In particular we looked for evidence of TD learning, as this has been an especially prominent framework for interpreting DA signals in simpler settings. In its most basic form, TD(0) (also called “one-step” TD), RPEs update only the values associated with the immediately preceding state (1) (Fig. 5a). Therefore, when a sequence of states results in an unexpected reward, earlier states in the sequence do not receive value updates right away. Instead, updates progressively propagate backwards along the sequence, over multiple episodes of experience. A key signature of this type of learning rule is that values of states more distant from reward depend on reward outcomes in the more distant past, rather than the most recent outcomes. TD can also propagate value more rapidly by maintaining memory traces for recently visited locations and using these to determine eligibility for later value updates. Such an algorithm is referred to as TD(λ) (1, 7, 35). By altering the eligibility trace decay parameter, λ, updates can be restricted to the single preceding state (λ = 0, as above), or, at the other extreme, cover the entirety of the experienced path (λ = 1).

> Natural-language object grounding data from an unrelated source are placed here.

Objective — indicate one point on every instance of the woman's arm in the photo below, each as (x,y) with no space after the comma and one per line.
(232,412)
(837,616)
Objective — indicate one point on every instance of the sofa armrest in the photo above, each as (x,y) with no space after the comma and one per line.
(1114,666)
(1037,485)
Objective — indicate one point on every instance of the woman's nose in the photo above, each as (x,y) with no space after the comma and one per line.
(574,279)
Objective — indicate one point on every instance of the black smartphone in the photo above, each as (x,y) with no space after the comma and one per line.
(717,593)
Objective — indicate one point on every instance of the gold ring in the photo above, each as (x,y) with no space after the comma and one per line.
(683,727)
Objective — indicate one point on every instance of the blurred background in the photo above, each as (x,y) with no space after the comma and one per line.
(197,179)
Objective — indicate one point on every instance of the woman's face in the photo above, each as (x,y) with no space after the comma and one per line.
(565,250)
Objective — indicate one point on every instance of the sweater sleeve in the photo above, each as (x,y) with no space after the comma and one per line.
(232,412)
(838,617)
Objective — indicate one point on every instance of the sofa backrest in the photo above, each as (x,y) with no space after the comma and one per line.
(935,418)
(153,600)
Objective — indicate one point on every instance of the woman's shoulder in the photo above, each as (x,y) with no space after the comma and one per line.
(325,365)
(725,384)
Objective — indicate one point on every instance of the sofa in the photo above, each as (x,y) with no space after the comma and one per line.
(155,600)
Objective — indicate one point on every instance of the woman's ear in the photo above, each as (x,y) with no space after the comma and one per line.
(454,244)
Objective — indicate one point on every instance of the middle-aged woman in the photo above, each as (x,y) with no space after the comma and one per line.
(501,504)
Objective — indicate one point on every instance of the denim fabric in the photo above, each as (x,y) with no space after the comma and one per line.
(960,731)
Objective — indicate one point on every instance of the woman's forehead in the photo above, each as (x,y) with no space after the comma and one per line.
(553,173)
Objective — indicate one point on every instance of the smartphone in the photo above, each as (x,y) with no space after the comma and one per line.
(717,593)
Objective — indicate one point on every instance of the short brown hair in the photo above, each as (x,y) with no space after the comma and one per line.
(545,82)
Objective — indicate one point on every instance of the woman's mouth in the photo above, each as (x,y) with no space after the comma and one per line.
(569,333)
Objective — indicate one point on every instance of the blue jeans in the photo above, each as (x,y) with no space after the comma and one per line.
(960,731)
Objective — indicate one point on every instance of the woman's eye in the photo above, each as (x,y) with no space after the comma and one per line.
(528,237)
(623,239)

The resulting difference in value dynamics can be clearly illustrated by considering the impact of a single reward, among a series of omission trials for the same path (Fig. 5b). In simulations (see Methods), with TD(0) the reward evokes a value bump that propagates backwards over the course of multiple traversals (Fig. 5c). By contrast, with TD(1) value is immediately updated across the full traversed path, so that outcomes simply change the gain of the ramping value function (Fig. 5d). We examined DA signals under the corresponding maze conditions: when rats experienced a rewarded trial among a series of omissions for traversals of the same path. The reward appeared to cause a spatial bump in DA, that moved further back from the reward port over successive traversals (Fig. 5e) – i.e., the key signature of TD learning with low λ.

To broaden this analysis to include all sequences of reward outcomes, we turned to multiple regression. We examined how values at each location along a path depend upon reward outcomes on the previous five times this path was taken. As expected, in a TD(0) simulation the information from older reward outcomes had its strongest influence on value farther away from the reward port (Fig. 5f), in stark contrast to TD(1) (Fig. 5g). The same analysis applied to DA signals resulted in a pattern resembling TD(0): older outcomes had the largest influence on DA signals farther from the reward location (Fig. 5h,i; two-tailed Wilcoxon Signed Rank, p = 3.90*x*10−3). This provides clear evidence that updates of DA value signals incorporate TD(0)-like progressive, backward propagation.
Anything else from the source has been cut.